Кликса, по-видимому, этот вопрос разозлил.
— Послушайте, — сказал он. — Мы о вас ничего не знаем. Вы влезли нам в голову. Что вы за хрень вообще?
В первый раз я заметил, как необычно троодон моргает: по отдельности, сначала левым, потом правым глазом.
— Мы вошли в вас только чтобы впитать ваш язык, — произнёс Ромбик. — Не нанесли вреда, так?
— Ну…
— Мы можем войти снова чтобы получить ещё информацию. Но нужно много времени. Неуклюже. Языковые центры очевидны в структуре мозга. Конкретное воспоминание тяжело нацедить. Нацедить? Нет, выдоить. Проще, если вы нам скажете.
— Но нам было бы легче общаться, если бы мы узнали о вас побольше, — сказал я. — Вы, несомненно, понимаете, что общая система понятий облегчает коммуникацию.
— Да-а-а. Поддерживаю и повышаю… Нет, просто поддерживаю. Общая система ориентиров. Смыкает. Очень хорошо. Спрашивайте.
— Отлично, — сказал я. — Кто вы такие?
— Я есть я, — ответила рептилия.
— Великолепно, — пробормотал Кликс.
— Неудовлетворительный ответ? — спросил теропод. — Я есть этот самый. Нет имени. Имя не смыкает.

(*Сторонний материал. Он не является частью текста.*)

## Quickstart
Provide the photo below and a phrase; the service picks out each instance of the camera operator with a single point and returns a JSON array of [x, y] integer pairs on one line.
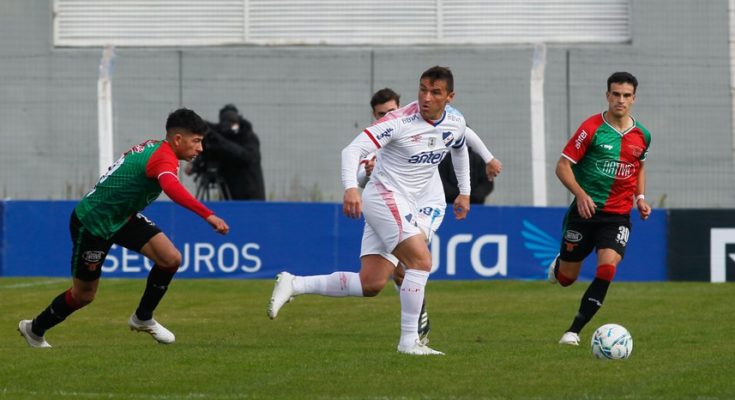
[[231, 159]]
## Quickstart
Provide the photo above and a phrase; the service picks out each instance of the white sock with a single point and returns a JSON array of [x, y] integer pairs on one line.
[[336, 284], [412, 296]]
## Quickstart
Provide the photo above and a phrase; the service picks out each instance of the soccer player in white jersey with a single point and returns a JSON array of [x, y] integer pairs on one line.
[[412, 141], [431, 208]]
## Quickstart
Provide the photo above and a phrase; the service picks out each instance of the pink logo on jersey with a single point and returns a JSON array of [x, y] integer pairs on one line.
[[635, 150], [448, 138]]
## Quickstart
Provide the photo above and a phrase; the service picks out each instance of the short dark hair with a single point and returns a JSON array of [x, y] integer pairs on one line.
[[383, 96], [437, 73], [622, 77], [186, 119], [228, 108]]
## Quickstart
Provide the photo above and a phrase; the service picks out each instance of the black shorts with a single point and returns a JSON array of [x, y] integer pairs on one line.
[[89, 251], [602, 231]]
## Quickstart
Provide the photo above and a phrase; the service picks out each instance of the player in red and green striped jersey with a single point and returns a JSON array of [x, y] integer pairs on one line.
[[110, 214], [603, 166]]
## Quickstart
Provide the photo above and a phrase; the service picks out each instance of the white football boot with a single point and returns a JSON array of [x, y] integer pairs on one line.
[[569, 338], [418, 348], [158, 331], [282, 293], [24, 327], [424, 324]]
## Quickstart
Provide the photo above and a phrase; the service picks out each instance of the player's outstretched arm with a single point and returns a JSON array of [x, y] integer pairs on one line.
[[585, 205], [640, 201], [461, 206], [352, 205]]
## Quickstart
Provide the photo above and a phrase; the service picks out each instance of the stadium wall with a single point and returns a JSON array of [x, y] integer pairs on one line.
[[306, 103], [495, 242]]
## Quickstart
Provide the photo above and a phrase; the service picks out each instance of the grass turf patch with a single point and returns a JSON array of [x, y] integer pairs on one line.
[[500, 338]]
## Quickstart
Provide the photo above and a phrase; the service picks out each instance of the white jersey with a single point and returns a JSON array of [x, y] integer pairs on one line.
[[411, 148]]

— Вы — одно существо, — сказал я, — но у вас нет собственного имени. Это так?
— Это так.
— Как вы отличаете себя от других вашего вида? — спросил я.
— Других?
— Ну, вы знаете — других особей. Один из вас находится в этом троодоне, другой — в этом. Как вы различаете друг друга?

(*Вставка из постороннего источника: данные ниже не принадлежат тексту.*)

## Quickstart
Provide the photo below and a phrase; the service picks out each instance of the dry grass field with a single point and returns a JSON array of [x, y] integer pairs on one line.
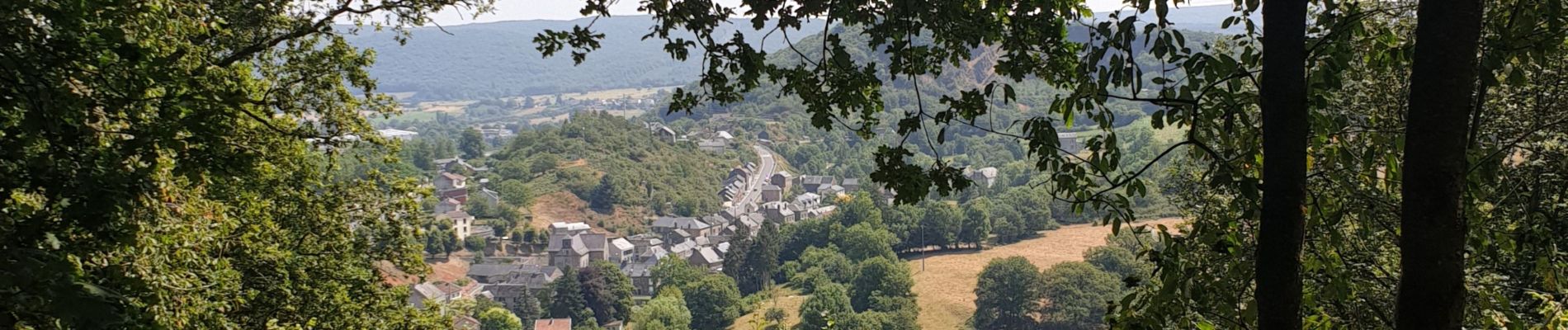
[[947, 280], [786, 299], [564, 207]]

— Я здесь. Другой там. Просто, как 3,1415.
Кликс хохотнул.
— Но что вы такое? — спросил я, злясь на Кликса.
— Не смыкает.
— Вы беспозвоночные.
— Беспозвоночные: животные, не имеющие спинного хребта, да-а-а?

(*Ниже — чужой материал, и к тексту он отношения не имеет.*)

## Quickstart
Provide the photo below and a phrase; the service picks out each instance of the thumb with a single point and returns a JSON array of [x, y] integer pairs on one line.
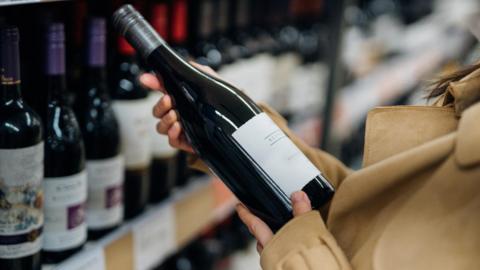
[[301, 203]]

— Да. От кого вы произошли?
— От Большого Взрыва.
— Нет, нет. Я… чёрт! Я хочу знать, чем вы являетесь, из каких форм жизни эволюционировали. Вы непохожи ни на одну из тех, что я видел прежде.
— Вы тоже.
Я покачал головой.
— Я не слишком отличаюсь от динозавра, в котором вы сейчас находитесь.
— Динозавр — эффективное существо. Сильное. Острое зрение. Тонкое обоняние. Ваши вялые по сравнению.